Chilling adventures from Sabrina Season 4 is messy, wandering, and inconsistent. alternately exciting and disappointing, charming and confusing, dazzling and dizzying – the final season of Netflix’s addicting witch-teen soap is just as chaotic as its title character. It’s a fitting, if not particularly satisfying, ending to a series in which the greatest consequence was being wildly unpredictable at all times. again a trait shared with Kiernan Shipka’s moody teenage witch.
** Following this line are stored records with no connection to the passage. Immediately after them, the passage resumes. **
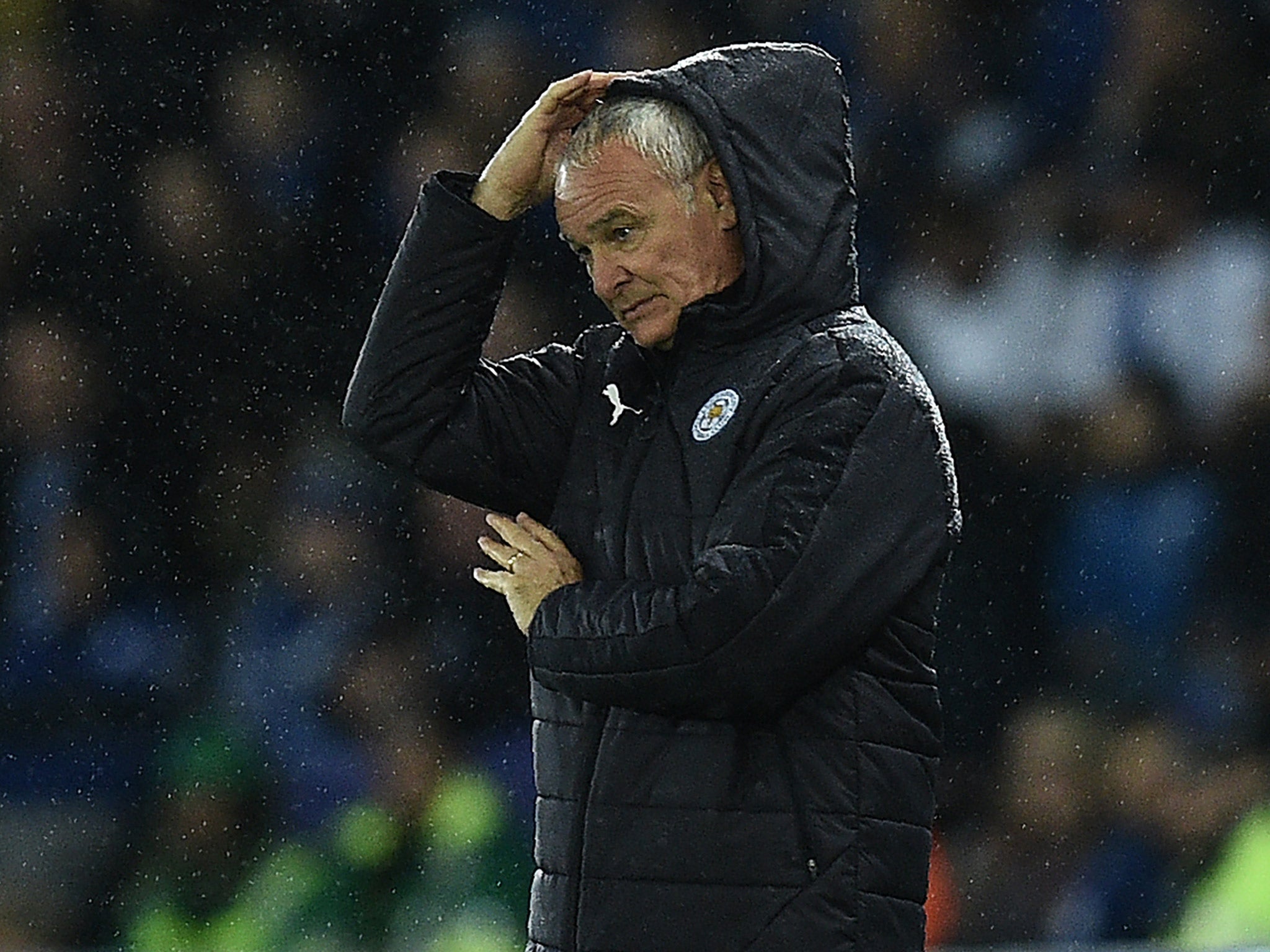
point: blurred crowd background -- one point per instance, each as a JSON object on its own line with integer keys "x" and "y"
{"x": 249, "y": 696}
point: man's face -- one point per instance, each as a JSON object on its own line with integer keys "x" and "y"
{"x": 647, "y": 253}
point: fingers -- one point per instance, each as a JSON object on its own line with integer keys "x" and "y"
{"x": 577, "y": 92}
{"x": 541, "y": 534}
{"x": 523, "y": 535}
{"x": 498, "y": 551}
{"x": 491, "y": 579}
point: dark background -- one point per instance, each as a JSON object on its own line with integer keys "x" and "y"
{"x": 1064, "y": 216}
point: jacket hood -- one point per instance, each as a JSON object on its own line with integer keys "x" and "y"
{"x": 776, "y": 115}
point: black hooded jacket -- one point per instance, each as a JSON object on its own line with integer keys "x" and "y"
{"x": 735, "y": 714}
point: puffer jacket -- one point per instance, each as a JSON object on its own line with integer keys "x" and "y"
{"x": 735, "y": 712}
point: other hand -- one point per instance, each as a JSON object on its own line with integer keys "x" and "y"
{"x": 522, "y": 172}
{"x": 535, "y": 563}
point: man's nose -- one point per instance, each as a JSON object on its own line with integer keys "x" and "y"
{"x": 607, "y": 276}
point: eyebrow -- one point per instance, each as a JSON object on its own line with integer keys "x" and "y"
{"x": 600, "y": 224}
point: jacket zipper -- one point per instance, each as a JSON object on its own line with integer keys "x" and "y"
{"x": 801, "y": 819}
{"x": 595, "y": 738}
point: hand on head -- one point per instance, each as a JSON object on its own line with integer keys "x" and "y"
{"x": 522, "y": 172}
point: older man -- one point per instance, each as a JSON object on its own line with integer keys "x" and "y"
{"x": 750, "y": 498}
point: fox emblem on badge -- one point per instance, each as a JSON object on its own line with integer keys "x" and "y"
{"x": 619, "y": 407}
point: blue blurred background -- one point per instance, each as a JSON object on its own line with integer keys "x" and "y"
{"x": 249, "y": 696}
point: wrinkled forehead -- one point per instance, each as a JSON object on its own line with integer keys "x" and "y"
{"x": 619, "y": 179}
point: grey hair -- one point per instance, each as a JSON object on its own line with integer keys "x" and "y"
{"x": 664, "y": 133}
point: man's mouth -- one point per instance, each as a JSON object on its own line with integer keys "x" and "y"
{"x": 633, "y": 311}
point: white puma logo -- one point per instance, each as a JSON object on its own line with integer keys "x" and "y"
{"x": 619, "y": 407}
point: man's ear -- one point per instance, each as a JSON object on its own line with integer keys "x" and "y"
{"x": 719, "y": 195}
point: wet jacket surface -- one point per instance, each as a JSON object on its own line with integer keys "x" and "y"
{"x": 735, "y": 714}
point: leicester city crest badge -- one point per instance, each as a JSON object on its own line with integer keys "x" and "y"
{"x": 714, "y": 414}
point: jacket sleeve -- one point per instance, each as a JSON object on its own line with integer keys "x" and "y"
{"x": 422, "y": 397}
{"x": 842, "y": 511}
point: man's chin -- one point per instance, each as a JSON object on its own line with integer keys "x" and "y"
{"x": 653, "y": 332}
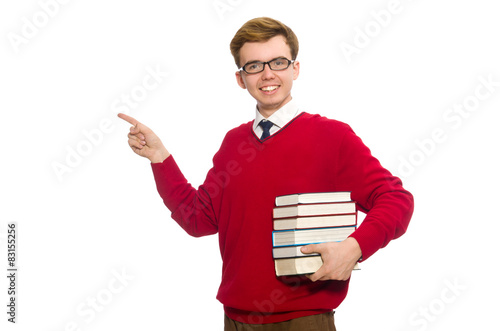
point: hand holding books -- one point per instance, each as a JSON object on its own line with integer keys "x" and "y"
{"x": 339, "y": 259}
{"x": 311, "y": 235}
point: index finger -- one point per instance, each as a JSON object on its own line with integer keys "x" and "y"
{"x": 129, "y": 119}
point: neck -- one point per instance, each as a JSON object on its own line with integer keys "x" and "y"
{"x": 269, "y": 110}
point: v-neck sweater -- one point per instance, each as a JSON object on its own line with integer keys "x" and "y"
{"x": 310, "y": 154}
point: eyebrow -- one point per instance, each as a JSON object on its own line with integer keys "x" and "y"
{"x": 274, "y": 58}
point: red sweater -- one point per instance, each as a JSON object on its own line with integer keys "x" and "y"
{"x": 310, "y": 154}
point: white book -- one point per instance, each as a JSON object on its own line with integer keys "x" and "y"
{"x": 322, "y": 197}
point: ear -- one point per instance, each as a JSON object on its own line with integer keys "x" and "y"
{"x": 296, "y": 70}
{"x": 240, "y": 81}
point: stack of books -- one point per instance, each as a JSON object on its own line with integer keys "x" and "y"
{"x": 309, "y": 218}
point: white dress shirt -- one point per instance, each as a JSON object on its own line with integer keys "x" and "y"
{"x": 280, "y": 118}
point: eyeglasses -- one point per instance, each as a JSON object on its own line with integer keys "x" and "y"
{"x": 280, "y": 63}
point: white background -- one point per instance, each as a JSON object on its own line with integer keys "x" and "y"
{"x": 103, "y": 216}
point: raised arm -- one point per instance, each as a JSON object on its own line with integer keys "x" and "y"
{"x": 144, "y": 141}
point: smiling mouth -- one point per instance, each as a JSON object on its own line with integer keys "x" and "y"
{"x": 269, "y": 88}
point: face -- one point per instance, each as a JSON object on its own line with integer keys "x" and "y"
{"x": 270, "y": 88}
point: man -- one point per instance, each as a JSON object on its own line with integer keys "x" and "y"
{"x": 283, "y": 151}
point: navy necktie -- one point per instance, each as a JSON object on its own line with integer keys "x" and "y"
{"x": 265, "y": 125}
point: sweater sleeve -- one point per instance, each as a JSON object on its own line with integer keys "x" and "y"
{"x": 377, "y": 192}
{"x": 191, "y": 208}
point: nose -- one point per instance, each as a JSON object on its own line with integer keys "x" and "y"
{"x": 267, "y": 73}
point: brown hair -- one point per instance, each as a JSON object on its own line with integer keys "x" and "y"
{"x": 261, "y": 30}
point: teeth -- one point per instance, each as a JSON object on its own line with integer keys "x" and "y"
{"x": 269, "y": 88}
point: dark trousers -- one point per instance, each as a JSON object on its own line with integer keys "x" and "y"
{"x": 319, "y": 322}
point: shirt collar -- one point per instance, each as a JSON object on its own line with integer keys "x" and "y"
{"x": 281, "y": 117}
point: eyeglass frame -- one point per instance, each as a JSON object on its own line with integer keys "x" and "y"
{"x": 264, "y": 65}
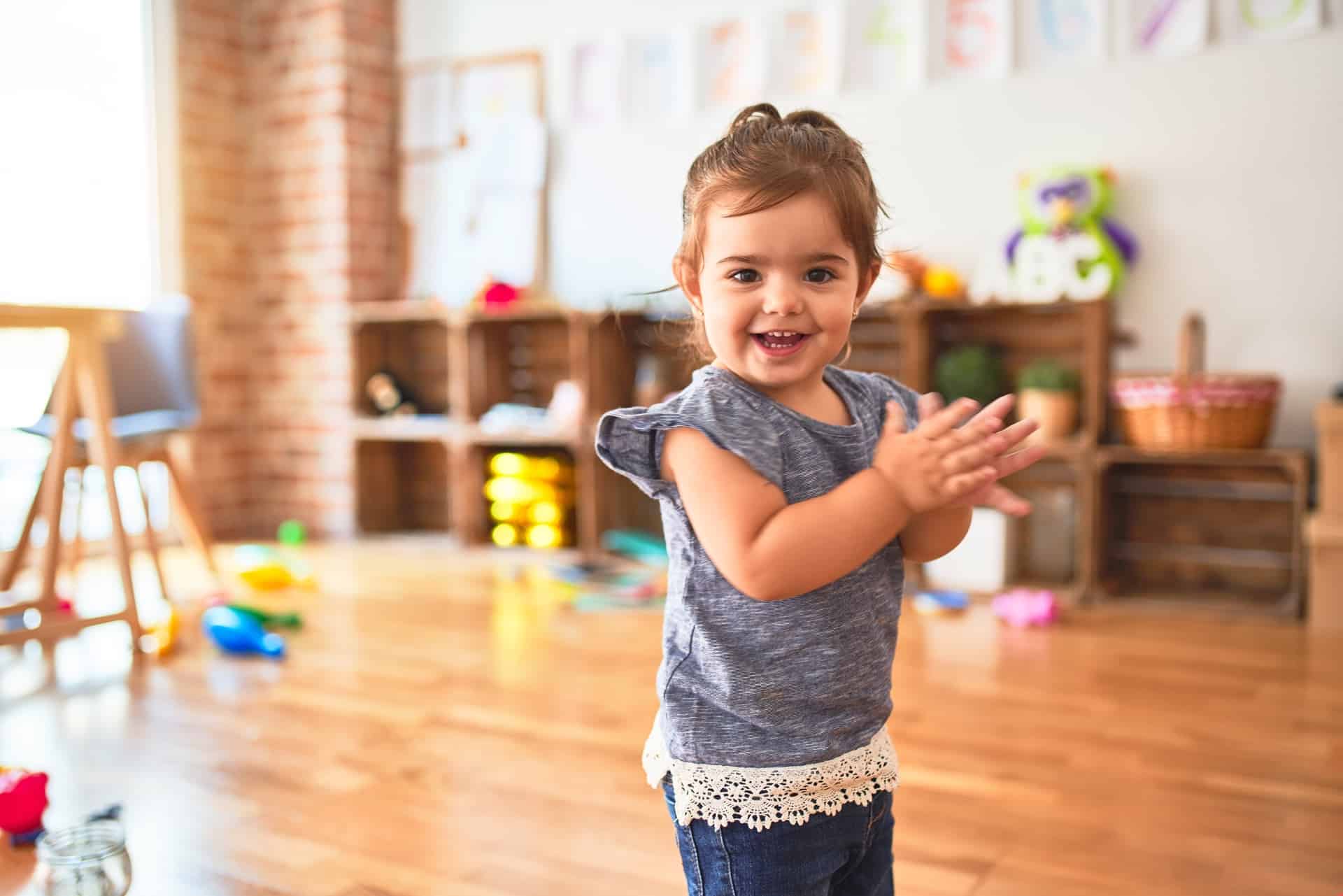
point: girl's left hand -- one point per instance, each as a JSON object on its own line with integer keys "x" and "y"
{"x": 993, "y": 495}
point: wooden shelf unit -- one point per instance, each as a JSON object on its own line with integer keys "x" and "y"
{"x": 1112, "y": 523}
{"x": 427, "y": 472}
{"x": 1217, "y": 529}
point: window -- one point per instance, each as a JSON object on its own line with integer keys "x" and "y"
{"x": 87, "y": 191}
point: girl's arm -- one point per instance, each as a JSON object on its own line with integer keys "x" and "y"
{"x": 769, "y": 548}
{"x": 931, "y": 535}
{"x": 935, "y": 534}
{"x": 772, "y": 550}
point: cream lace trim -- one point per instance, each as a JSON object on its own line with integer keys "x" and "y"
{"x": 760, "y": 797}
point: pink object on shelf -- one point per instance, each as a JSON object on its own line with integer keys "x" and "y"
{"x": 23, "y": 798}
{"x": 1024, "y": 608}
{"x": 500, "y": 296}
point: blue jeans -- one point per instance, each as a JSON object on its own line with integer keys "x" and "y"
{"x": 844, "y": 855}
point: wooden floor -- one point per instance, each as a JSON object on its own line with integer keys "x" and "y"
{"x": 442, "y": 727}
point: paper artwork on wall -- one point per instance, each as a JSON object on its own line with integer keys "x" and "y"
{"x": 427, "y": 111}
{"x": 1166, "y": 27}
{"x": 476, "y": 213}
{"x": 972, "y": 38}
{"x": 597, "y": 87}
{"x": 496, "y": 93}
{"x": 886, "y": 46}
{"x": 802, "y": 52}
{"x": 1271, "y": 19}
{"x": 731, "y": 64}
{"x": 1065, "y": 31}
{"x": 660, "y": 78}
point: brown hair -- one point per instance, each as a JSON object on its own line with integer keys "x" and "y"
{"x": 770, "y": 159}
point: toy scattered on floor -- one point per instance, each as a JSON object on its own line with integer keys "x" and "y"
{"x": 268, "y": 618}
{"x": 17, "y": 623}
{"x": 638, "y": 546}
{"x": 1024, "y": 608}
{"x": 162, "y": 637}
{"x": 940, "y": 602}
{"x": 265, "y": 569}
{"x": 23, "y": 798}
{"x": 239, "y": 633}
{"x": 292, "y": 532}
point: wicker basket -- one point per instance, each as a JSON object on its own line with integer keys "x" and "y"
{"x": 1194, "y": 410}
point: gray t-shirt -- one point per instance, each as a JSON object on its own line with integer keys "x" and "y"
{"x": 781, "y": 683}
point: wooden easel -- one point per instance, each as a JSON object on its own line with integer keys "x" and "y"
{"x": 84, "y": 383}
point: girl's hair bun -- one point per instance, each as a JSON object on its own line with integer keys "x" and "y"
{"x": 765, "y": 113}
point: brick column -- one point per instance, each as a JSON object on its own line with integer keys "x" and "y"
{"x": 311, "y": 105}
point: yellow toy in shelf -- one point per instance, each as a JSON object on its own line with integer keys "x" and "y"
{"x": 943, "y": 283}
{"x": 531, "y": 499}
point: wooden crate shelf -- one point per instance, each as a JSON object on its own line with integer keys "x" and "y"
{"x": 1112, "y": 523}
{"x": 460, "y": 364}
{"x": 1202, "y": 528}
{"x": 403, "y": 487}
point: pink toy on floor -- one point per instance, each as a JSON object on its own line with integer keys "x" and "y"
{"x": 1024, "y": 608}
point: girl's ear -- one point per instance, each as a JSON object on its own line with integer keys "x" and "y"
{"x": 688, "y": 280}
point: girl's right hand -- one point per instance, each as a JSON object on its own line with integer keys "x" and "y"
{"x": 939, "y": 464}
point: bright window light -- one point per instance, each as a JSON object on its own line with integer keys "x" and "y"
{"x": 78, "y": 195}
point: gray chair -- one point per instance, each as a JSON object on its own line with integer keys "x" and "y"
{"x": 153, "y": 386}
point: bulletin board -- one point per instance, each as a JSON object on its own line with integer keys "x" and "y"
{"x": 473, "y": 155}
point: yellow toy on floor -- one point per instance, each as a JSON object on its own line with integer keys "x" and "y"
{"x": 267, "y": 569}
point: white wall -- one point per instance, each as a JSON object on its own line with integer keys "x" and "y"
{"x": 1229, "y": 171}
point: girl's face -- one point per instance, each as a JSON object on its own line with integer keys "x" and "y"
{"x": 778, "y": 290}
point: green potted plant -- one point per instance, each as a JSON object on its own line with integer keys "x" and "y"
{"x": 972, "y": 371}
{"x": 1046, "y": 391}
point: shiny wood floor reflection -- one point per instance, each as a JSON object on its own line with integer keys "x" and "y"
{"x": 443, "y": 728}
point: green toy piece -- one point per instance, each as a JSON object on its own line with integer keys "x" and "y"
{"x": 638, "y": 546}
{"x": 292, "y": 532}
{"x": 278, "y": 620}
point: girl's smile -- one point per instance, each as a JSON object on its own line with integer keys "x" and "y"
{"x": 778, "y": 290}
Oddly enough, in the show’s most inconsistent season, in which Shipka plays two versions of Sabrina – one to live her “normal” teenage life and one to reign as Queen of Hell – Sabrina would be the one Sabrina finally settles in feeling begins coherently. Sabrina has always been a somewhat confusing character, and as I pointed out in my review of season three, it was often because she was always out to make the worst decisions at every opportunity. That’s how we got to two damn Sabrinas in the first place! If there was something that obviously wasn’t supposed to be done, you could bet Sabrina would do it and do it in a hurry.
Image via Netflix
In a refreshing surprise, however, Season 4 delivers a Sabrina who is finally ready to take responsibility for her actions and their consequences. By giving Sabrina a doppelganger, the series enables the warring sides of herself to thrive, literally giving her the opportunity to hold herself accountable and, most delightfully of all, to truly love herself. Season 4 is full of flaws that we’re about to get into, but there are also elements embedded in the madness that shine as some of the best work on the show. One of them is the decision to let Sabrina love Sabrina; No cattiness or competitiveness, no evil partnerships that Sabrinas love and sincerely trust each other. Seriously, it’s one of the more low-key displays of confidence and self-love I’ve seen on TV in a long time, which makes it all the more regrettable that these character advances are true … until suddenly they are no longer true.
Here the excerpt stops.